Just days before Christmas, it makes the department store comes across as miserly. No wonder suppliers are up in arms.
It also leads to questions over Christmas trading at Debenhams, with analysts seeing it as an attempt by the firm to boost profit margins following a tough festive season. With consumer demand low many retailers, Debenhams included, have been forced into huge price cuts, offering discounts as high as 60 per cent in the hope of spurring demand.
But ignore the timing (hard I know) and there is logic in Debenhams’ request. It’s hard not to be in support of companies and their suppliers working together to make business more efficient, especially with times tough on the high street.
Debenhams is hardly the first to try it, with Laura Ashley earlier this year demanding a 10 per cent rebate and John Lewis asking for a discount of up to 5.25 per cent.
In this case, Debenhams is arguing that by helping support investment, suppliers will reap the benefits as sales grow. It can back up that argument by pointing out that sales are already increasing, up 2.5 per cent year on year in the year to August.
It’s also not like Debenhams isn’t investing itself.

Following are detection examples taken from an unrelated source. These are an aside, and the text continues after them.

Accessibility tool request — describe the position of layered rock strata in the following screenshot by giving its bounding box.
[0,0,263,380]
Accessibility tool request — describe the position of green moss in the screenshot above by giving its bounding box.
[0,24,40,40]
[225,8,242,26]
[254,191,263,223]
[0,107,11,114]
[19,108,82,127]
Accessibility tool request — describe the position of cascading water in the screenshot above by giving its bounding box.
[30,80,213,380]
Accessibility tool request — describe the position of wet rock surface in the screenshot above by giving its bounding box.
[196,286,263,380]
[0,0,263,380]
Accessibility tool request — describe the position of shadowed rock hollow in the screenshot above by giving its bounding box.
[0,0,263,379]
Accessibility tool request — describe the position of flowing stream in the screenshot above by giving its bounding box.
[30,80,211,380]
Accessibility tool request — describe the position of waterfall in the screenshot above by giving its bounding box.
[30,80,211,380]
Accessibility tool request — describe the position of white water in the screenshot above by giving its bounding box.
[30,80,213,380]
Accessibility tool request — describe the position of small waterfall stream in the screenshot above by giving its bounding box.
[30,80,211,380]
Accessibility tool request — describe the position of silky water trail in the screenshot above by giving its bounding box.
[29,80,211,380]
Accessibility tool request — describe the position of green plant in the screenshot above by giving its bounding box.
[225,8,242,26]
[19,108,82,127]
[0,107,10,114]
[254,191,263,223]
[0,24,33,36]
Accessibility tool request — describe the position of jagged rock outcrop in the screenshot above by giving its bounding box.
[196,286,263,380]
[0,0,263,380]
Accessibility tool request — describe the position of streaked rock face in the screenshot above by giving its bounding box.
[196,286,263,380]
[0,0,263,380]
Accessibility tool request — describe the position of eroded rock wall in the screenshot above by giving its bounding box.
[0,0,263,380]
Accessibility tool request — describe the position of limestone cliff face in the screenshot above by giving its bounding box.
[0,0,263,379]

It has already pumped £25m into a refit of its Oxford Street store to make it a “true global flagship” and doubled marketing spend year on year for its autumn collection as it looks to improve brand perceptions.
It also has ambitious expansion plans, with more store revamps in the pipeline and plans to open a further 14 stores over the next four years.
Unlike some of its rivals (I won’t name them) Debenhams’ plans also seem to be working. Its “House of brands” strategy is achieving cut-through, helping to boost perceptions of the brand in areas such as impression and value, according to figures from YouGov’s Brand Index.
Plus, as already mentioned, sales are rising and growth is accelerating. Further investment is now key to improve dated stores and ensure Debenhams can keep up with big spending rivals such as John Lewis. 2014 is set to be a big year for Debenhams as it celebrates its 200th anniversary. It wants to make sure it has the full support of every one involved in the company and that includes the suppliers.
Still, it is awful timing!
And on that note, I’ll say Merry Christmas and see you all in the new year.